Data from the Central Bank of Nigeria’s (CBN) exchange rate portal showed the official Nigerian Foreign Exchange Market (NFEM) rate standing at approximately ₦1,362.21 per dollar during the latest available trading session, with the market closing around ₦1,365.00 to the dollar.
Intraday transactions were recorded within a tight band of ₦1,360 to ₦1,366, a range that analysts say reflects a market finding its footing after weeks of incremental gains.
In the parallel market, colloquially known as the black market and widely watched as a barometer of grassroots currency sentiment, the greenback changed hands at approximately ₦1,400 per dollar on the selling side and ₦1,390 per dollar on the buying side, translating to a spread of roughly ₦38 against the official rate.
For currency watchers, it is this spread, or more precisely, its continued narrowing, that carries the most significance.
At the height of Nigeria’s foreign exchange crisis in recent years, the chasm between the official and black market rates ran into the hundreds of naira, breeding arbitrage opportunities, capital flight, and a pervasive lack of confidence in the country’s monetary framework. The fact that this gap now sits at approximately ₦38 is, by any historical measure, a remarkable compression.

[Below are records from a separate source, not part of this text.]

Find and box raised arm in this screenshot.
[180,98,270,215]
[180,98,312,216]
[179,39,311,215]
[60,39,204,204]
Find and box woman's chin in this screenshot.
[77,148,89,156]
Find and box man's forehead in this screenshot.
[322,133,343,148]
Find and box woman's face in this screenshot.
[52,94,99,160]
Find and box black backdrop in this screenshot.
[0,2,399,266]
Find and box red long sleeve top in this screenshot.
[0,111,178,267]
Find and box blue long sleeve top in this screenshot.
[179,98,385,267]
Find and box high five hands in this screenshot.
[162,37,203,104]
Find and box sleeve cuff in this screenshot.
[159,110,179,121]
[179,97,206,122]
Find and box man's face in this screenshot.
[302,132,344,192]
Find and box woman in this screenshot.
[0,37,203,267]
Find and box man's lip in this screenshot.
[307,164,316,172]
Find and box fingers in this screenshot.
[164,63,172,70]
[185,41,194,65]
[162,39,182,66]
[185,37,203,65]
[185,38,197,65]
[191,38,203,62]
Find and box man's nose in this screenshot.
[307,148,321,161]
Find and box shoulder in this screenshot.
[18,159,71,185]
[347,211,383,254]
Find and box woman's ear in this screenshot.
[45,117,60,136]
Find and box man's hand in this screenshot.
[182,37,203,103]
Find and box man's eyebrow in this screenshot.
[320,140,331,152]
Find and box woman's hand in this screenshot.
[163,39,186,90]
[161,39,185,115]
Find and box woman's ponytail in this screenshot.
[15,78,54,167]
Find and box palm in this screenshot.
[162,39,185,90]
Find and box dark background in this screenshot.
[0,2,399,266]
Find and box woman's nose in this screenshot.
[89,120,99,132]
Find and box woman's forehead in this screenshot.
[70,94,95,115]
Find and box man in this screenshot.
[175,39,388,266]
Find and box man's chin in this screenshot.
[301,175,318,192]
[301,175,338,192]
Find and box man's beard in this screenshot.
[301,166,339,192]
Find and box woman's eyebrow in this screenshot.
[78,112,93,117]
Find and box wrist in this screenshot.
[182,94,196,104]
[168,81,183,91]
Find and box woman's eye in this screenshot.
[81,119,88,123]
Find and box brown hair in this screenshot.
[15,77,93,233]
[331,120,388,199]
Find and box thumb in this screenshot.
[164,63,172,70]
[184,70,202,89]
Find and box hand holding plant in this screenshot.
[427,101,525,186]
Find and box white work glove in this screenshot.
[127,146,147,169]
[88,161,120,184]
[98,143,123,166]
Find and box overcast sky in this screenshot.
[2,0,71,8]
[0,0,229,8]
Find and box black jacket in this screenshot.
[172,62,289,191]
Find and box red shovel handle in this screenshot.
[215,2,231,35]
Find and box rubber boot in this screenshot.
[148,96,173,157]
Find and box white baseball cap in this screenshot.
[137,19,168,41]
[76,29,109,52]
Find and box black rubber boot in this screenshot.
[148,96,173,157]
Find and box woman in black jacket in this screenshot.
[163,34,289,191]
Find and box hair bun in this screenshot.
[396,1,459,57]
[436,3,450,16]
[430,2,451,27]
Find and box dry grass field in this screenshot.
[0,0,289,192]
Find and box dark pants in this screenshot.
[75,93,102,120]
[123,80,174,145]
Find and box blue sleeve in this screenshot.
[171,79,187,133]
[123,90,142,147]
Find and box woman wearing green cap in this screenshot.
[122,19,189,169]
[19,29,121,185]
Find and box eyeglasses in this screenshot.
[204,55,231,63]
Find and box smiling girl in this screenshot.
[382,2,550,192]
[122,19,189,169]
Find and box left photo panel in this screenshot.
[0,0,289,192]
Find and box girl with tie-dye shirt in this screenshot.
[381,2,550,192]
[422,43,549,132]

“What we are seeing is the logical outcome of sustained reforms,” said one Lagos-based currency analyst who monitors CBN data closely. “When the official market reflects something closer to true market pricing, the incentive to seek out parallel channels diminishes. That is exactly the kind of convergence the CBN has been working towards.”

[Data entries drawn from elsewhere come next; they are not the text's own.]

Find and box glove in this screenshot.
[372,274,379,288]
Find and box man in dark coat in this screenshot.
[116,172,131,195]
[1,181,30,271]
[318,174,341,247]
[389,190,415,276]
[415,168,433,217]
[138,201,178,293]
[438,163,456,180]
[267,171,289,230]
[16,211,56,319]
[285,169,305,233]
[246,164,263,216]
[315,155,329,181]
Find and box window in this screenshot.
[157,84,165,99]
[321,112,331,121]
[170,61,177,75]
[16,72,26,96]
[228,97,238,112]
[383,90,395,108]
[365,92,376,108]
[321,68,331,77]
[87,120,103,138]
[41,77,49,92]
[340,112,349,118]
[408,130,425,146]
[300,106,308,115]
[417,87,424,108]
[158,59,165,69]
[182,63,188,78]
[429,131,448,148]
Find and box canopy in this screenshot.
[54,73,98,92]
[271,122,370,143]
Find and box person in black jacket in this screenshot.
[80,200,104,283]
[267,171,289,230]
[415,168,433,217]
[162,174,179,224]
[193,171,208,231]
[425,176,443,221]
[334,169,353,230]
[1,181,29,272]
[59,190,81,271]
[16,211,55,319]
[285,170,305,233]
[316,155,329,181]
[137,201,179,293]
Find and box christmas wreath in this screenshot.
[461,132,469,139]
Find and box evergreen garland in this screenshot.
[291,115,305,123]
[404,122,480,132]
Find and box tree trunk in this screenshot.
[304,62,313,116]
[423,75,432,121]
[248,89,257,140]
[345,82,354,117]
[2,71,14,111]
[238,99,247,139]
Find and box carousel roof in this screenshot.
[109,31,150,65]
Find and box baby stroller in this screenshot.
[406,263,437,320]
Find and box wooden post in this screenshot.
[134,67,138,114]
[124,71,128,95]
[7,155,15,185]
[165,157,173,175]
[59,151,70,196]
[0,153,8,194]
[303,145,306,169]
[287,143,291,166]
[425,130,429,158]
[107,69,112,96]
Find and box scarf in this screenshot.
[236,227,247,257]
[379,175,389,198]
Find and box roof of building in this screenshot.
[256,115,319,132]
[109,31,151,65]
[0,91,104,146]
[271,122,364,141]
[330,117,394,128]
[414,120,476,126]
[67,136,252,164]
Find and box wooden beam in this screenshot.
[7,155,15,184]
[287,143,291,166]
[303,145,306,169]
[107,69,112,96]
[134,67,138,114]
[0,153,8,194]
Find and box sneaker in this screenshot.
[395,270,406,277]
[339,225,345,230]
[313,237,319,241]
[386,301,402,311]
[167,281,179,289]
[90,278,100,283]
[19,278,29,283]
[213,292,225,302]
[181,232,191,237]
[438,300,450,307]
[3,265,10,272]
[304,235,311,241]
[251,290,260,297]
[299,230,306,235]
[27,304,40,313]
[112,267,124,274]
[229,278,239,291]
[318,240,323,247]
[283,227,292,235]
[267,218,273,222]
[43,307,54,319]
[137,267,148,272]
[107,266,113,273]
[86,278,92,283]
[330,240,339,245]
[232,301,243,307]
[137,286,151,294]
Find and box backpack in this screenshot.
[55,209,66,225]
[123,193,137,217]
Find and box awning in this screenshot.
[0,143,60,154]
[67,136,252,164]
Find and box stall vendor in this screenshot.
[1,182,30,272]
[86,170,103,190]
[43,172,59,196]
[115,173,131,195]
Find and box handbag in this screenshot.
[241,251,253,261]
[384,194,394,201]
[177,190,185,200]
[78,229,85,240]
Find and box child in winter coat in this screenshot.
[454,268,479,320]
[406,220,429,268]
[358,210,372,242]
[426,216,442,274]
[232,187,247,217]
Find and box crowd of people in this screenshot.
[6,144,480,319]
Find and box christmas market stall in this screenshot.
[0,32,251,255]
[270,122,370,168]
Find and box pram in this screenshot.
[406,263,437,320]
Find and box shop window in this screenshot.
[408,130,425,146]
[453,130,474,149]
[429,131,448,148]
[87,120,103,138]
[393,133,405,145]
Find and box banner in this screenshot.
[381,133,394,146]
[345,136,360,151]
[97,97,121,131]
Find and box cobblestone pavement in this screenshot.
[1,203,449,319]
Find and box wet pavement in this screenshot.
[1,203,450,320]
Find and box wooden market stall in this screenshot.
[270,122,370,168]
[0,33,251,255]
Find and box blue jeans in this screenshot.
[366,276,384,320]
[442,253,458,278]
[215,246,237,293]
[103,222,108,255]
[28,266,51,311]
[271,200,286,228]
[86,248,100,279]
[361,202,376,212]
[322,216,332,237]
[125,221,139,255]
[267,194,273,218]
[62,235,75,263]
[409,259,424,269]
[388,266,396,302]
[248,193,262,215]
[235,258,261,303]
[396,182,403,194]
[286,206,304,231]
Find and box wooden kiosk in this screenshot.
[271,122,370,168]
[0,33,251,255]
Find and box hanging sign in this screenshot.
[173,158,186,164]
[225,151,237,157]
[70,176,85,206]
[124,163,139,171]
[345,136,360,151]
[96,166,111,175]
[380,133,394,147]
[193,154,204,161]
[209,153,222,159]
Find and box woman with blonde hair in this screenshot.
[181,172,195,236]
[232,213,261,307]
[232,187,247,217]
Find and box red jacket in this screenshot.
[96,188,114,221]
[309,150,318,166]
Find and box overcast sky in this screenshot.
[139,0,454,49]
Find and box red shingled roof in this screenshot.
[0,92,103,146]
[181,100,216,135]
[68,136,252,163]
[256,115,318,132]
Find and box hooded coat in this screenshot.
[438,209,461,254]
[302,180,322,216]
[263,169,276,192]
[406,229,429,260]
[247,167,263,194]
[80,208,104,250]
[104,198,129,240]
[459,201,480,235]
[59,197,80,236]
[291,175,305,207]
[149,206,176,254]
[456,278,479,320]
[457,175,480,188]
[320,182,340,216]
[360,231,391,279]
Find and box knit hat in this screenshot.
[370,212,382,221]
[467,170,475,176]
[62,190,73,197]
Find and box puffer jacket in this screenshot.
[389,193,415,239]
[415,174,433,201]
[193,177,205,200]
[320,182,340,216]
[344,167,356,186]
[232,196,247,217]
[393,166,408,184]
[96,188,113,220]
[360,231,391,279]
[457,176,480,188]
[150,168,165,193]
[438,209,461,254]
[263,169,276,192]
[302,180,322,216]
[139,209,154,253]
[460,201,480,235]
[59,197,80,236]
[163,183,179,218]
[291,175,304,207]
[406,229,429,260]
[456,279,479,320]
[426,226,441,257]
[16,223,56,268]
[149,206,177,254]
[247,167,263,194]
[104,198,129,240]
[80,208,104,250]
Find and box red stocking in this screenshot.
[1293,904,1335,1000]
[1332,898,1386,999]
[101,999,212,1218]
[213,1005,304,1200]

The convergence trend has been bolstered by Nigeria’s ongoing foreign exchange framework reforms, which have included greater flexibility in rate-setting, improved transparency in dollar allocations, and a more aggressive posture in maintaining FX liquidity, all measures designed to restore confidence among investors and end-users alike.
Tuesday’s stability came on the back of a run of gains recorded by the naira in the opening days of June, when the local currency posted successive improvements against the dollar before levelling off this week.
Market indicators showed the USD/NGN rate hovering around ₦1,360.12 per dollar in the official window, a figure that, not long ago, would have seemed optimistic in analyst projections.
The naira’s strengthening over the past month has been attributed largely to improved foreign exchange supply, driven by a combination of factors: rising oil revenues, improved remittance inflows, and what traders describe as a more predictable CBN intervention posture that has reduced the kind of speculative hoarding that once routinely drove up dollar demand.
Despite the headline stability, currency traders on Tuesday were careful not to overstate the calm, noting that underlying demand for foreign exchange remained persistent, even if it had not escalated into the kind of acute pressure that has rattled the naira in previous periods.
Manufacturers seeking raw material imports, business travelers, students paying overseas tuition fees, and retail end-users continue to queue for dollars through both official banking channels and bureaux de change. That demand, traders noted, has not disappeared; it has simply not surged.
“The moment you see a spike in import demand or any external shock, you could see the rate move,” one dealer at a Lagos bureau de change told this reporter. “For now, things are calm. But calm in this market doesn’t mean the pressure is gone; it just means supply is keeping up.”
For the average Nigerian, the importer stocking shelves, the parent wiring school fees abroad, and the small business owner buying equipment, Tuesday’s rates translate to a cost-of-dollar environment that, while still elevated by long-term historical standards, is meaningfully more predictable than it was at the peak of the FX crisis.
Banks, bureaux de change, and financial institutions may quote rates that vary slightly from the headline figures depending on transaction volumes, location, and prevailing demand, and users are advised to verify rates directly with their financial service providers before transacting.
WHAT YOU SHOULD KNOW
The Nigerian naira is holding steady at roughly ₦1,362–₦1,365 to the dollar in the official market and around ₦1,390–₦1,400 in the parallel market.
The most significant takeaway is the narrowing gap between both markets, now just ₦38, a clear sign that Nigeria’s foreign exchange reforms are working.
Improved dollar supply, moderating demand, and a more transparent CBN policy are collectively pulling the official and black market rates closer together.
While pressure from importers, manufacturers, and everyday users persists, the naira’s current stability signals growing confidence in Nigeria’s FX framework.